The Internal Revenue Service (IRS) has reminded people born before 1951 to take the required minimum distributions (RMDs) from their retirement accounts by the end of 2023, while also highlighting a new change to the rule beginning this year.
RMDs refer to the amount that any individual with an employer-sponsored retirement plan or an IRA account is mandated to withdraw each year. If RMDs are not taken on time, the individual may be subject to penalties.
According to the old rules, RMDs are necessary once the plan participant reaches the age of 72. For individuals born before 1951, they must take the required minimum distributions beginning in 2023, the IRS said in a Dec. 20 press release. Such withdrawals must be made by Dec. 31.
A change was made to the RMD withdrawal age under the SECURE 2.0 Act of 2022, which bumped up the age requirement to 73 beginning this year. As such, individuals born in 1951 who turn 73 next year must take RMDs in the 2024 tax year, which will be due by April 1, 2025.
Those who turn 72 in 2023 are not required to take RMDs this year as the Secure 2.0 Act rules will apply beginning this year. They can wait to turn 73 in 2024 and then make the withdrawals.
“If an account owner fails to withdraw the full amount of the RMD by the due date, the owner is subject to an excise tax equal to 25 percent of the amount not withdrawn for 2023 and later years,” the IRS stated.
“The SECURE 2.0 Act dropped the excise tax rate from 50 percent for distributions required for 2023 and reduces the tax rate to 10 percent if the error is corrected within two years.”

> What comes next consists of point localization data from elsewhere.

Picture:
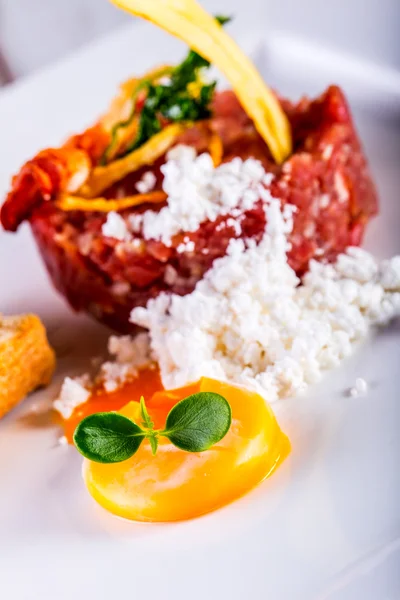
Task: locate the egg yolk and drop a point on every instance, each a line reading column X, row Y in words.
column 175, row 485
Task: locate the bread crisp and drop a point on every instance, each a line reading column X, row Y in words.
column 26, row 359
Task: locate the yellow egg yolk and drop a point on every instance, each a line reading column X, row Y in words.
column 175, row 485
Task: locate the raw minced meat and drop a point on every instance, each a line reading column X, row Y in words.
column 326, row 179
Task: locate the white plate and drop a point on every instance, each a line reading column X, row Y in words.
column 326, row 525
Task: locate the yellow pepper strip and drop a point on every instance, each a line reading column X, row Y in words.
column 67, row 202
column 188, row 21
column 102, row 177
column 120, row 121
column 216, row 149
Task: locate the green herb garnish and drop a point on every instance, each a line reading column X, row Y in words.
column 173, row 100
column 193, row 424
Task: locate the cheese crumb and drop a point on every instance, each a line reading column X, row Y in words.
column 115, row 227
column 198, row 192
column 250, row 322
column 129, row 355
column 73, row 394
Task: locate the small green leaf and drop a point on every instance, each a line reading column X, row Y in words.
column 147, row 422
column 108, row 437
column 198, row 422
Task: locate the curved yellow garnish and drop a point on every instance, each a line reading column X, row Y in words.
column 120, row 120
column 103, row 177
column 67, row 203
column 188, row 21
column 122, row 104
column 216, row 149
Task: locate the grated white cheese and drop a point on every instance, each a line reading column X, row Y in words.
column 250, row 322
column 73, row 393
column 146, row 183
column 115, row 227
column 198, row 192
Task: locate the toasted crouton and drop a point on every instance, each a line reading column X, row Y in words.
column 26, row 359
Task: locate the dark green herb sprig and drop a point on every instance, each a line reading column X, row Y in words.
column 172, row 101
column 193, row 424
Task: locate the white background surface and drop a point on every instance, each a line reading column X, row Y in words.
column 326, row 526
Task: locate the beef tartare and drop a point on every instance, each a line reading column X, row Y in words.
column 89, row 201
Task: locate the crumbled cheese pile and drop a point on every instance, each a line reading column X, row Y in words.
column 198, row 192
column 129, row 356
column 249, row 321
column 360, row 388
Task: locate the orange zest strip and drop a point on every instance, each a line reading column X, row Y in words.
column 189, row 22
column 67, row 202
column 102, row 178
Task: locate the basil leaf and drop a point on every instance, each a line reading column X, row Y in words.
column 108, row 437
column 153, row 439
column 198, row 422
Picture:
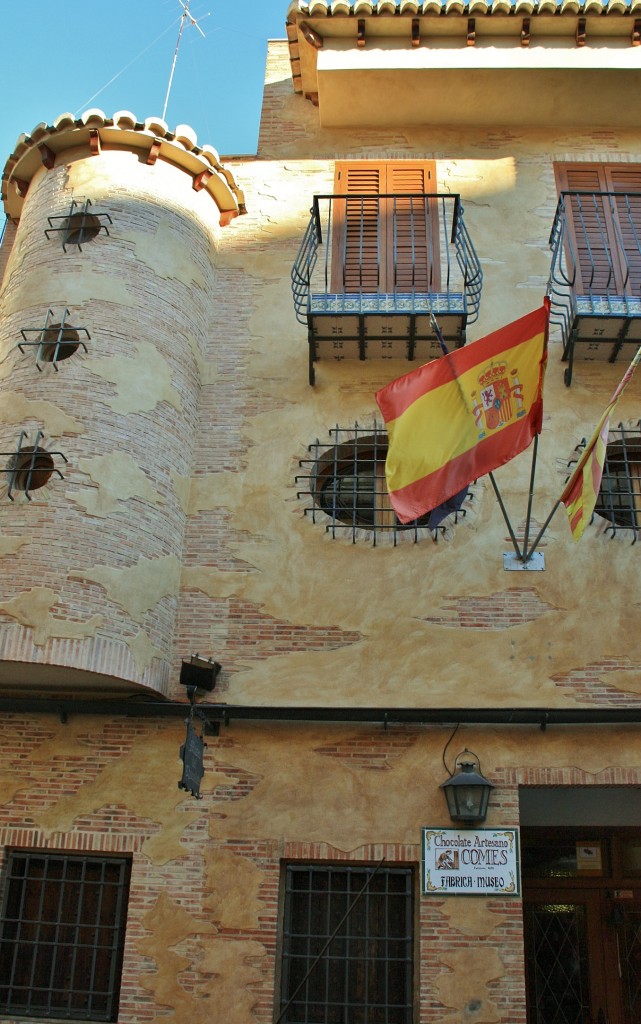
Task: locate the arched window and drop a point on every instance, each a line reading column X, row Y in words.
column 346, row 481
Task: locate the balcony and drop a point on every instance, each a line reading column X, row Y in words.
column 373, row 268
column 595, row 280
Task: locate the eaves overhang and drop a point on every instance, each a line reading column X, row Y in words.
column 73, row 138
column 399, row 65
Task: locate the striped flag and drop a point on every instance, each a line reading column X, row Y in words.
column 582, row 489
column 464, row 415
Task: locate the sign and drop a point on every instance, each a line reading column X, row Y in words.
column 471, row 862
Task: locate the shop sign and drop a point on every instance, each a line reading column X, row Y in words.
column 471, row 862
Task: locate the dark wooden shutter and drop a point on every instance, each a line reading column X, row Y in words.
column 606, row 231
column 384, row 245
column 357, row 243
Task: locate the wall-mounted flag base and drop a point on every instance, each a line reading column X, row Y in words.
column 535, row 563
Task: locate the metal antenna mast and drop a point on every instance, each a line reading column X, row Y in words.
column 183, row 17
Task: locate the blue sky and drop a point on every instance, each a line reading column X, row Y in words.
column 57, row 55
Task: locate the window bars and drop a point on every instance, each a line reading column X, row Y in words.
column 346, row 483
column 78, row 225
column 347, row 945
column 30, row 467
column 54, row 341
column 62, row 935
column 618, row 500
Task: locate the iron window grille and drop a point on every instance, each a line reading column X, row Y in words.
column 346, row 484
column 62, row 935
column 30, row 467
column 618, row 500
column 54, row 341
column 347, row 945
column 78, row 224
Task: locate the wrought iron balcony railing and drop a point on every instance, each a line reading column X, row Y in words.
column 595, row 279
column 372, row 268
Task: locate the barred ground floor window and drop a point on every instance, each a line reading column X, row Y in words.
column 62, row 935
column 347, row 945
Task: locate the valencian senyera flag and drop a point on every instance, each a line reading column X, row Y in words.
column 582, row 489
column 463, row 415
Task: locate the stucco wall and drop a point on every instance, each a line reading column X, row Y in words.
column 296, row 617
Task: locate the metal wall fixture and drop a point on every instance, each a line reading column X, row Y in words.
column 78, row 224
column 467, row 791
column 30, row 467
column 54, row 341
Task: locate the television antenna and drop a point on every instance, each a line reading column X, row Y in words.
column 183, row 17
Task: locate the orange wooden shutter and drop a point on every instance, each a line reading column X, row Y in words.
column 357, row 244
column 413, row 228
column 384, row 245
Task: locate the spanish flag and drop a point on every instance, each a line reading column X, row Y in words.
column 464, row 415
column 582, row 489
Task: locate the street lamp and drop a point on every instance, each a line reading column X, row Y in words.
column 467, row 792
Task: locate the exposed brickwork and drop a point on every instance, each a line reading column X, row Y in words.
column 590, row 685
column 373, row 752
column 6, row 247
column 500, row 610
column 159, row 309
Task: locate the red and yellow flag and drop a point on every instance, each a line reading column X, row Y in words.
column 582, row 489
column 464, row 415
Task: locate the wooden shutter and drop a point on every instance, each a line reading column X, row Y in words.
column 357, row 243
column 384, row 245
column 627, row 178
column 606, row 231
column 413, row 228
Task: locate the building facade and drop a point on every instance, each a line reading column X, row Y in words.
column 204, row 581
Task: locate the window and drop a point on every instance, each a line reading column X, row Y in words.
column 604, row 217
column 347, row 945
column 386, row 237
column 620, row 495
column 62, row 935
column 347, row 482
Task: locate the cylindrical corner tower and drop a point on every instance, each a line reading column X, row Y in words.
column 103, row 307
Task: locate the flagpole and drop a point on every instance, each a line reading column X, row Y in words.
column 443, row 347
column 542, row 531
column 505, row 516
column 530, row 497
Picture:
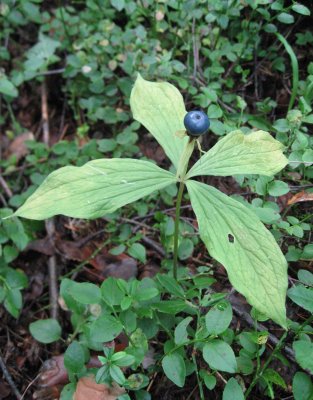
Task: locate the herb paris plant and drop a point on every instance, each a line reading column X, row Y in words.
column 255, row 264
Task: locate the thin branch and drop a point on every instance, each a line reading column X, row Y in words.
column 50, row 227
column 9, row 379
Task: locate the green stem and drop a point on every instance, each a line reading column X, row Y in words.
column 176, row 231
column 266, row 364
column 295, row 69
column 181, row 173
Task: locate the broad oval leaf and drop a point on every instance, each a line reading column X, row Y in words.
column 237, row 153
column 233, row 391
column 303, row 353
column 95, row 189
column 105, row 328
column 219, row 355
column 46, row 330
column 175, row 368
column 217, row 320
column 159, row 106
column 236, row 238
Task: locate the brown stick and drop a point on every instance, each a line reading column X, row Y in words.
column 5, row 187
column 50, row 227
column 9, row 379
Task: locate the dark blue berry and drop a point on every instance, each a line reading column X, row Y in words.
column 196, row 123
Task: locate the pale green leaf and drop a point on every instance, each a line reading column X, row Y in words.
column 219, row 355
column 233, row 391
column 174, row 368
column 237, row 153
column 236, row 238
column 95, row 189
column 159, row 106
column 303, row 352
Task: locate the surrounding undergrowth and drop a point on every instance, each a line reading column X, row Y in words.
column 67, row 70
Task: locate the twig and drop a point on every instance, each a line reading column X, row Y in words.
column 50, row 227
column 9, row 379
column 5, row 187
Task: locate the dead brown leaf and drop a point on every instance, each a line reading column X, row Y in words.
column 88, row 389
column 18, row 147
column 299, row 197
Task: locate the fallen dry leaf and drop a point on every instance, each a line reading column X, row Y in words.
column 88, row 389
column 18, row 146
column 301, row 196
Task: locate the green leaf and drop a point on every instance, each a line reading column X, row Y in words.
column 138, row 251
column 285, row 18
column 159, row 106
column 302, row 386
column 171, row 285
column 237, row 153
column 111, row 292
column 105, row 329
column 303, row 352
column 118, row 4
column 74, row 357
column 68, row 391
column 174, row 368
column 219, row 355
column 278, row 188
column 46, row 330
column 271, row 376
column 185, row 249
column 6, row 87
column 218, row 318
column 95, row 189
column 237, row 239
column 180, row 334
column 85, row 293
column 302, row 296
column 301, row 9
column 233, row 391
column 117, row 374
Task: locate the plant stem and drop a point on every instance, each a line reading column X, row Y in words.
column 176, row 231
column 181, row 173
column 266, row 364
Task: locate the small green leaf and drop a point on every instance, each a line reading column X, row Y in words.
column 174, row 368
column 138, row 251
column 285, row 18
column 180, row 334
column 95, row 189
column 218, row 319
column 171, row 285
column 111, row 292
column 278, row 188
column 160, row 108
column 185, row 249
column 118, row 4
column 68, row 391
column 170, row 306
column 74, row 357
column 303, row 353
column 302, row 386
column 302, row 296
column 233, row 391
column 237, row 153
column 301, row 9
column 6, row 87
column 46, row 330
column 105, row 329
column 219, row 355
column 85, row 293
column 117, row 374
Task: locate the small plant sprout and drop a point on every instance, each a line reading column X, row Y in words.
column 232, row 233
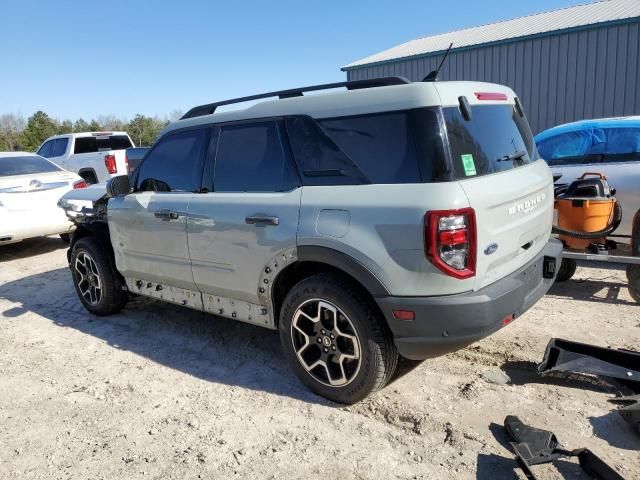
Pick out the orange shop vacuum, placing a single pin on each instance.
(587, 212)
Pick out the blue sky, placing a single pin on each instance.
(85, 59)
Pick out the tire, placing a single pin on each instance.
(567, 269)
(98, 285)
(633, 276)
(361, 338)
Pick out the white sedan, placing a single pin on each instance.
(30, 187)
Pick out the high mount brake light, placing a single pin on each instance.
(491, 96)
(110, 163)
(450, 241)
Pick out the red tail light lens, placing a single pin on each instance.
(110, 163)
(450, 241)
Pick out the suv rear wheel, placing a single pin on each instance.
(98, 284)
(335, 340)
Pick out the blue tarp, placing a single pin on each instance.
(590, 137)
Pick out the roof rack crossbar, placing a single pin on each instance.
(210, 108)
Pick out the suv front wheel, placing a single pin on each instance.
(98, 284)
(335, 339)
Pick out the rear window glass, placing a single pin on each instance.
(591, 145)
(100, 144)
(25, 165)
(496, 139)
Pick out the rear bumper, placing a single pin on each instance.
(448, 323)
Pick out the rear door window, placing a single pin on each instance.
(60, 147)
(496, 139)
(251, 158)
(383, 148)
(46, 150)
(380, 145)
(101, 143)
(175, 163)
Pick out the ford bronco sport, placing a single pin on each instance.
(388, 219)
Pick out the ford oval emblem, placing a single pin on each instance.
(491, 249)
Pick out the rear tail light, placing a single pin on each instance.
(450, 241)
(110, 163)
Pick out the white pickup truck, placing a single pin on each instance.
(95, 156)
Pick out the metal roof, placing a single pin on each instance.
(541, 23)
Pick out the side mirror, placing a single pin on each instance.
(118, 186)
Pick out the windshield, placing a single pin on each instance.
(25, 165)
(496, 138)
(594, 144)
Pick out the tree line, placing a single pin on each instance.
(18, 134)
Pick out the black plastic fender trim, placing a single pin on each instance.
(346, 263)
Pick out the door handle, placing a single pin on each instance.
(261, 219)
(166, 214)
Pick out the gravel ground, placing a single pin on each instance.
(163, 392)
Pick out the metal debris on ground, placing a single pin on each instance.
(534, 446)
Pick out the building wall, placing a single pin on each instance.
(560, 78)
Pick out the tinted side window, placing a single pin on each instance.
(319, 159)
(113, 142)
(380, 145)
(46, 150)
(250, 158)
(60, 147)
(175, 163)
(85, 145)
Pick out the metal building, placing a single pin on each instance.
(565, 65)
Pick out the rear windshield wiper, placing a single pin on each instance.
(514, 156)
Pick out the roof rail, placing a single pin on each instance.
(210, 108)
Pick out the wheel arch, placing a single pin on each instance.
(311, 260)
(98, 230)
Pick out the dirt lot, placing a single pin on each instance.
(163, 392)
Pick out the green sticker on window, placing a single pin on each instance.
(468, 164)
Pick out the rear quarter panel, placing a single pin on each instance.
(382, 227)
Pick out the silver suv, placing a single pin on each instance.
(388, 219)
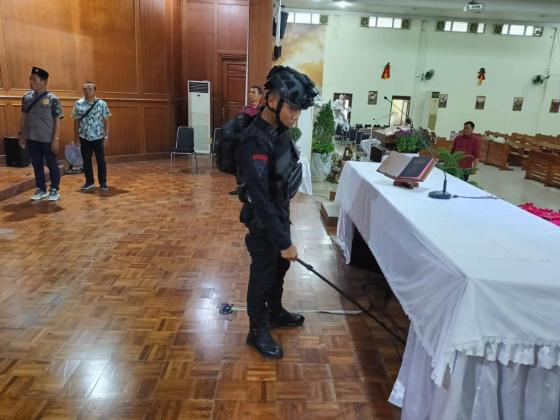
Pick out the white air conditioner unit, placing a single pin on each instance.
(199, 114)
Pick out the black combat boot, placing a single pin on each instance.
(259, 337)
(283, 318)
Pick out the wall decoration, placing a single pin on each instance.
(481, 75)
(342, 109)
(386, 72)
(372, 97)
(303, 49)
(480, 102)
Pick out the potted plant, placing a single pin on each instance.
(450, 164)
(407, 142)
(322, 143)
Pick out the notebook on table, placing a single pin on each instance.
(401, 167)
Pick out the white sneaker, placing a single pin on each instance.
(54, 194)
(39, 194)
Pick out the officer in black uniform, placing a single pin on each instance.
(271, 174)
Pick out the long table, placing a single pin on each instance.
(479, 280)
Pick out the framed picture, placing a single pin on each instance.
(372, 97)
(480, 102)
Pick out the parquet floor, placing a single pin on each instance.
(109, 310)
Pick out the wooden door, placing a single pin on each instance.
(234, 72)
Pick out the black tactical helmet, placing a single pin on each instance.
(294, 87)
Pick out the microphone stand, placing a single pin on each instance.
(440, 195)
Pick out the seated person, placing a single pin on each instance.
(254, 101)
(468, 143)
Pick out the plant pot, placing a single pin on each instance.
(321, 165)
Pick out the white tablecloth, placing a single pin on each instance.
(477, 277)
(366, 145)
(306, 186)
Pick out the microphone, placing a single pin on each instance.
(440, 195)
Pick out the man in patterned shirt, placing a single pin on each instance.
(91, 131)
(39, 129)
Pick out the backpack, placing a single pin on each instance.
(225, 147)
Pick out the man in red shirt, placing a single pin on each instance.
(254, 101)
(469, 143)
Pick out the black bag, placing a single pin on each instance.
(34, 102)
(225, 148)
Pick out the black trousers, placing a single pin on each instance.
(38, 153)
(266, 279)
(95, 146)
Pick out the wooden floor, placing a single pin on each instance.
(109, 309)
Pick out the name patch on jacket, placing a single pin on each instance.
(260, 162)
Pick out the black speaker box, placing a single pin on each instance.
(15, 154)
(375, 154)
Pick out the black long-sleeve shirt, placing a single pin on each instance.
(260, 146)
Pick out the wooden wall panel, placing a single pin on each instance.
(154, 24)
(260, 41)
(124, 136)
(107, 44)
(4, 130)
(198, 40)
(39, 34)
(157, 133)
(232, 27)
(176, 44)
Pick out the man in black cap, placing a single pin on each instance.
(39, 130)
(271, 174)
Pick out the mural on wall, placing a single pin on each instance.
(303, 49)
(480, 102)
(481, 76)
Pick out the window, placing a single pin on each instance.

RMD requirements apply for the beneficiaries of the following retirement plans: traditional IRAs, SEP IRAs, Simple IRAs, 401(k) plans, 403(b) plans, 457(b) plans, profit sharing plans, other defined contribution plans, and Roth IRA beneficiaries.
The withdrawn amount will be included under taxable income. However, some part of the amount may be tax-free, like qualified distributions from some Roth accounts. In such a situation, this amount will not be included under taxable income. Individuals can also withdraw more than the RMD threshold.
For IRA accounts, RMD withdrawals must be made once the individual hits the age threshold even if they are still employed.
“Owners of Roth IRAs are not required to take withdrawals during their lifetime. However, after the death of the account owner, beneficiaries of a Roth IRA are subject to the RMD rules,” the IRS states.
For employer-sponsored retirement plans like 401(k), 403(b), 457(b), and profit-sharing plans, the individual need not withdraw their RMD if they are still employed. Instead, they can wait till retirement to make the RMD withdrawal. However, this rule is not applicable if the person owns at least 5 percent of the business sponsoring the plan.
RMD for Inherited Accounts, Pandemic Waiver
The IRA noted that if an individual inherits an employer-sponsored retirement plan or an IRA from the original owner, they may be required to make an RMD. This would depend on multiple factors:- Whether the original account holder died after 2019.
- Whether the original owner passed away before or after the mandatory RMD date became active.
- The relationship between the beneficiary and the account owner.
The 10-year distribution rule applies to certain beneficiaries and requires that they empty the account by the end of the 10th year following the year of the original account owner’s death.
The tax agency also highlighted the issue of RMD distributions that were waived in 2020 owing to the COVID-19 pandemic.
“An account owner or beneficiary who received an RMD in 2020 had the option of returning it to their IRA or other qualified plan to avoid paying taxes on that distribution,” it said.
“A 2020 RMD that qualified as a coronavirus-related distribution could be repaid over a three-year period or have the taxes due on the distribution spread over three years.”
On the flip side, taking out money from a retirement account and rolling it into a Roth IRA would mean that the person has to pay taxes on this amount.